The PLA sees itself as a beacon of moral values to Chinese society as a whole. PLA texts stress that members of the Chinese military must be morally better than average people. PLA publications emphasize the need for officers to model good behavior and moral rectitude for the soldiers under their command, and for PLA personnel to secure civilian support for PLA missions by acting as models of socialist ethics.

To ensure that its personnel fulfill their obligations to each other and to society, the PLA has developed a number of moral and disciplinary codes.

These codes include the following:

• The “Three Main Rules of Discipline and Eight Points of Attention” (late 1920s) guided soldiers’ interactions with civilians. This code required the Red Army to project the image of a benevolent force working to minimize the impact of military activity on civilian life. PLA personnel still consider these to be fundamental guidelines for military-civilian relations.
• The “Servicemen’s Moral Standards” (2001) were aimed at defining the PLA’s core values and shaping interactions among personnel.

PLA Organizing Principles

The PLA is a “Party-Army” controlled by the CCP at all levels.

Central to the PLA’s organizational culture is its identity as a “Party-Army.” Party control of the military is as fundamental to the PLA as civilian control is to the U.S. military.

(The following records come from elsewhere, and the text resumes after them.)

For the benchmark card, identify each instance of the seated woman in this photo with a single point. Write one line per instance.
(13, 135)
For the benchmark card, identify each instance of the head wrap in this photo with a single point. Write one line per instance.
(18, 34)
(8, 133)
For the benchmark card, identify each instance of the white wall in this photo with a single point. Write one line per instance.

Central features of the Party-Army are:

• Absolute allegiance to the Party above all else. PLA members swear loyalty to the Chinese Communist Party, not to the Chinese State.
• Centralized Party command.
o The PLA’s national command authority (the Central Military Commission, or CMC, of the Central Committee of the Chinese Communist Party) is a Party organization.
o Party structures exist at all levels of the PLA and play a central role in unit-level decisions.
• Weak state authority. State institutions also have little power over the Chinese military.
o There is a State CMC, but it is a “shell” organization whose membership is usually identical to that of the Party CMC.
o The Ministry of National Defense (MND) exists mostly for protocol purposes and to organize exchanges with foreign militaries. Its Minister is a powerful individual, but his power comes not from his state position but from his positions in the top echelons of the Party.
• Dual leadership. All PLA units are led jointly by a military commander and a political officer. These two officers are considered co-equals and exercise joint leadership over the unit.
• A comprehensive system of Party organizations and “political work.” Political officers and Party committees oversee the day-to-day implementation of “military political work” at every level of the PLA. Political work is the primary mode by which the PLA:
o Carries out the Party’s objectives
o Manages its human resources
o Manages its relations with the civilian population
o Conducts many aspects of training, indoctrination, and wartime activities to co-opt, coerce, or undermine enemy forces.